As the heart drains, so do words. At 1 AM while I lie horizontal and insomniac, in the background the screensaver lights of my OLED television shine unpredictably, projecting the ceiling lamp into shifting shadows on the wall, constituting the only illusion of movement in this otherwise still room. Earlier in the evening I have drunk coffee, not because I needed it, but because the air I breathed and the water I drank were too soothing, and I wanted to have something more pungent, something akin to a smoke break in winter without me having to actually smoke. I struggle to fall asleep cleanly, but at the same time am not fully rationally awake. Again the quietness of the night tries to remind me of a black backdrop of an imaginative story awaiting its debut, so that the dead plots pieced together from the many pasts are once again malleated into a single stage show. But the March of 2021 is so distant from any real testament to these plots that anything more than just one or two flashbacks becomes hard to obtain. Therefore the backdrop remains largely vacant, with the sole audience member frozen in his seat, amidst a sea of dark.

I remember that many a times during the night, regardless of when it was Bremen, Berlin or the more uptown area of Munich, I had lied in bed surrounded by the same darkness. Then, I always had something in me, be it missing a person, worrying about a future, or simply having an ire for some abstract, yet-known changes. There was a silent drama, a contextual clash of where I came from versus where I wanted to go. But tonight, and in the succession of nights prior, I am perturbed by nothing. I had a penchant for sentimentality, as was reflected in the music I listen to, the words I write, and the many objects I described through these words. I thought that through more varied experiences and more intense feelings, life would somehow become more porous and therefore easier. However, at the end of it I have only found a rebuttal. Not rebuttal in the sense of proving something to be false, but rather in the sense of proving something to be non-ascribable, that metaphors, sad adjectives, long clauses appended to beautiful sentences with multiple conjunctions originate exclusively from me, and bear no relationship with the things they seek to define. I merely borrow them, so that through them emotions can be discharged. The darkness in which I lie alone is devoid of emotional elements; the listing moonlight through the glass window is devoid of emotional elements; all the places, weather, outlines of people, and the literary elevations of them from the past moments are devoid of emotional elements. It is only that I, am not. As I lie half-naked in this green, foldable, polyester bed that I have inherited from the former tenant, nothing have me in them, and conversely, I have nothing in me.

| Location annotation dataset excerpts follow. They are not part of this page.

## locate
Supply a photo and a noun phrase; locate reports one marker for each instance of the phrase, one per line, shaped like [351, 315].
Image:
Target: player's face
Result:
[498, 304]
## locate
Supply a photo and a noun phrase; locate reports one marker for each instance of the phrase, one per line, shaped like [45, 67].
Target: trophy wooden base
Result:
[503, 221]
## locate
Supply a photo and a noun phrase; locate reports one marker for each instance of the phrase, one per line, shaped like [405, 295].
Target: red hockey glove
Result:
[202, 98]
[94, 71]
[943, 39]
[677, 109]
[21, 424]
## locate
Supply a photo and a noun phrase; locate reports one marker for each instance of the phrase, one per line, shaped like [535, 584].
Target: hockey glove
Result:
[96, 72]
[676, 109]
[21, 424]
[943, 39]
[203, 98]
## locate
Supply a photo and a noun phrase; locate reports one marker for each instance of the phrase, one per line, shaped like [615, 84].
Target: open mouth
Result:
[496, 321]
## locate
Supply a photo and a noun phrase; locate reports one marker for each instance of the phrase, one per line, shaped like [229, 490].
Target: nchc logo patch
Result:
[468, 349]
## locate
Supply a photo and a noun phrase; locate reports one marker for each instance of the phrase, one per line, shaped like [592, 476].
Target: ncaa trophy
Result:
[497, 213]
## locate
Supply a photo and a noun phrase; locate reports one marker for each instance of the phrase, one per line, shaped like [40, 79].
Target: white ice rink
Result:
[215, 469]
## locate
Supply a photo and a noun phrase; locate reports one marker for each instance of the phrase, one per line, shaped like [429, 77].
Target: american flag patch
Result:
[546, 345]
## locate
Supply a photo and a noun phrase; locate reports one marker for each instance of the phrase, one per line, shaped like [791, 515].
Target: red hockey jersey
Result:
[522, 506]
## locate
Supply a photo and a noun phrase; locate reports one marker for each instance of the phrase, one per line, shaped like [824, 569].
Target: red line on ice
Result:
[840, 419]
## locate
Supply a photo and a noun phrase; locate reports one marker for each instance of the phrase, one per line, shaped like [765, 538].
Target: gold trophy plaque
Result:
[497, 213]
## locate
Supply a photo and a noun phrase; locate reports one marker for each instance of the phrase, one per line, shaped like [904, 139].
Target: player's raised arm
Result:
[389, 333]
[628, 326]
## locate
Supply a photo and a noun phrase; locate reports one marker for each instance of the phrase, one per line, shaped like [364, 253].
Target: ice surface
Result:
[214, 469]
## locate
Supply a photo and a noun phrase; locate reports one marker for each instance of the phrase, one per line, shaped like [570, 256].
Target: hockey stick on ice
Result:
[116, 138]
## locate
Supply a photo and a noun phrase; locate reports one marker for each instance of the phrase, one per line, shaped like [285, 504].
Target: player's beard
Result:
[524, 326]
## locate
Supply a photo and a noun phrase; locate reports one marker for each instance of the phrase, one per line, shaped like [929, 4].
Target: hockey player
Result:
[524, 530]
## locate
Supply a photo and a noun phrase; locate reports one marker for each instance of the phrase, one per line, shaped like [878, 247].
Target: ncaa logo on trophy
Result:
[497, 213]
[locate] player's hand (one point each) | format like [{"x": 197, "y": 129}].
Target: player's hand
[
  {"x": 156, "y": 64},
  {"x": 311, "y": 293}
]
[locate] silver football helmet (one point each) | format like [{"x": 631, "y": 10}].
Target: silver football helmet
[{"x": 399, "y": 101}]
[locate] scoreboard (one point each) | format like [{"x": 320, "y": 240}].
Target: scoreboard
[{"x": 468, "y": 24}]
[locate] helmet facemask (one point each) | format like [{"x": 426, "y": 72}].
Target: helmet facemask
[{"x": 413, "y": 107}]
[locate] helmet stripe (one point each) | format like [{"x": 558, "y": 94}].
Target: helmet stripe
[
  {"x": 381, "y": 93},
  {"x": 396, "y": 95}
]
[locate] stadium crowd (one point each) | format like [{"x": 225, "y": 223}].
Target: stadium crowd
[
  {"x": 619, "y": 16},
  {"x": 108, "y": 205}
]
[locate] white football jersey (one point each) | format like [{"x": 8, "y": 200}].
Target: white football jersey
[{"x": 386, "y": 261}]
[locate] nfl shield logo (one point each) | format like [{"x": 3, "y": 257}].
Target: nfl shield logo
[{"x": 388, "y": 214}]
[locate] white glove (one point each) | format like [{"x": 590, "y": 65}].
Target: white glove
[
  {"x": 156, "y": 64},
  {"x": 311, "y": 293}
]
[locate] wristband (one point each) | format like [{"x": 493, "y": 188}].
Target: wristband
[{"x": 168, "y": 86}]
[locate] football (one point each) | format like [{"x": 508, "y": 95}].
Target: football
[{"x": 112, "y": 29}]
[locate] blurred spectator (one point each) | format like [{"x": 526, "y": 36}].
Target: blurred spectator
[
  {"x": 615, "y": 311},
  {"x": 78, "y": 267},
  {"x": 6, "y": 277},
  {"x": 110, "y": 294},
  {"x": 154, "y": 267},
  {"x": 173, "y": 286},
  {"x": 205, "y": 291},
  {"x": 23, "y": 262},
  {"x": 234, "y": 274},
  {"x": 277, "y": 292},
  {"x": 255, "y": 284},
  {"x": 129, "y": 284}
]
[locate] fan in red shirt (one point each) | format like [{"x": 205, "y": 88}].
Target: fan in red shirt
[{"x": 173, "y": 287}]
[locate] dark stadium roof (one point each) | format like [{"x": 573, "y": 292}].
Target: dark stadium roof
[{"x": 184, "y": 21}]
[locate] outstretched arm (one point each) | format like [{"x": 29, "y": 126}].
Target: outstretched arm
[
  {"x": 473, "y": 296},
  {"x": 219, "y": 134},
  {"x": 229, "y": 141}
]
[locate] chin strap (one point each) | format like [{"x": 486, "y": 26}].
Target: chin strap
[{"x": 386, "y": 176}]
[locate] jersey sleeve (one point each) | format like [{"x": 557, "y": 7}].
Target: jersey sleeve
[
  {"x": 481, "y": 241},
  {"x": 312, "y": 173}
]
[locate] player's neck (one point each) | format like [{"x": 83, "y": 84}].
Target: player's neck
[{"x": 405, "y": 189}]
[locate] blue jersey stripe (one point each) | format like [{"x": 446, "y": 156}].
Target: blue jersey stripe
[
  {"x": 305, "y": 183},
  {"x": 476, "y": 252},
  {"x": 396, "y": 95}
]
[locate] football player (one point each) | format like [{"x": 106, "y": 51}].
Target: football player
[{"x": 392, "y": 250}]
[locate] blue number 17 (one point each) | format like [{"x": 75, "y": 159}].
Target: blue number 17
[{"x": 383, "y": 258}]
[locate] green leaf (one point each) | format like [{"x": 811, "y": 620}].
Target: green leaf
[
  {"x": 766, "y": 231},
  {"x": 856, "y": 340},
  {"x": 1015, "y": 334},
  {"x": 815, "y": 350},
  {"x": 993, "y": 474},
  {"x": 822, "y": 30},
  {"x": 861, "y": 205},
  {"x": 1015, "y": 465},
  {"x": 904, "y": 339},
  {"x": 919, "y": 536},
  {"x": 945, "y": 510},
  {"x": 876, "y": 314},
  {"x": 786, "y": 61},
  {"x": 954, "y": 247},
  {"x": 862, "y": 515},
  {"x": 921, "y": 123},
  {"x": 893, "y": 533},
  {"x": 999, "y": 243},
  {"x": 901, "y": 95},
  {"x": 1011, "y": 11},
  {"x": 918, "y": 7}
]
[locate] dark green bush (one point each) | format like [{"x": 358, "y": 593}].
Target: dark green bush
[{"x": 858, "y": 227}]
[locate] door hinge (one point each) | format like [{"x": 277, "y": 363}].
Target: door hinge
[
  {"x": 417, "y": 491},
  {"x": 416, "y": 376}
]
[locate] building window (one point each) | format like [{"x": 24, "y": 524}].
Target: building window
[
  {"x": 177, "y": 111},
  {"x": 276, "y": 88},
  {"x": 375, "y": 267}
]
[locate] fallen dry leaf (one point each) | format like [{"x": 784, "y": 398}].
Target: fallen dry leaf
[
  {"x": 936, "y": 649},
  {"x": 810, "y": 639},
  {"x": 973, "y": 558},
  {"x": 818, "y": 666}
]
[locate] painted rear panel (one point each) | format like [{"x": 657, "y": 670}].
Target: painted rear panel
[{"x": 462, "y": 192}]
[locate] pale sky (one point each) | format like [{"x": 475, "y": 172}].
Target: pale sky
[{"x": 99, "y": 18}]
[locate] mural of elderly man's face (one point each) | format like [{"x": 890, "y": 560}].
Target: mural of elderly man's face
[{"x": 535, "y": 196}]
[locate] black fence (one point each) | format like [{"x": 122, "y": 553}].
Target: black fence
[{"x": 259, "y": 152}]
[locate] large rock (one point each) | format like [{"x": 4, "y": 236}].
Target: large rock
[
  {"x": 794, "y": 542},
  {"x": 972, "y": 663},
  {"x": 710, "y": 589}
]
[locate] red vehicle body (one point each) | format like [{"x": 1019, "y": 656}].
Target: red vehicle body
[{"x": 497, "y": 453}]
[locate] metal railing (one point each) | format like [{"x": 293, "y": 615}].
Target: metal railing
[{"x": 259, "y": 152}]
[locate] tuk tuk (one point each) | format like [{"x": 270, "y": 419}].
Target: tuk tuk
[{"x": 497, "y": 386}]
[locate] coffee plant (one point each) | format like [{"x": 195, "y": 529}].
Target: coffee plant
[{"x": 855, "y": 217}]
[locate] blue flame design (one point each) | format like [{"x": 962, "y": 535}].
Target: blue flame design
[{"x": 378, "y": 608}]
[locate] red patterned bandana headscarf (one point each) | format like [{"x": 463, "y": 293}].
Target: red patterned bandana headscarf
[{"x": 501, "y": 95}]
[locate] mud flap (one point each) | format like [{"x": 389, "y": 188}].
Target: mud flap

I do not know exactly when the OLED television has turned itself off. I did not hear the electrical clicking sound it makes when it's completely turned off. I feel a bit apprehended and unlock the phone which is on its charger and next to me. I got this small work phone a few months back after some nagging with the IT department. Right now the only lights in this room are coming from the phone. At this hour the lights appear more glaring than they usually are, a bit like the candle lights from an age-old birthday party of mine, flooding everything else into airy little impressions, eerily removed from reach.

After some time the phone goes dark as well. And the sea of dark envelopes me, scribbling the warm regards of the day's end.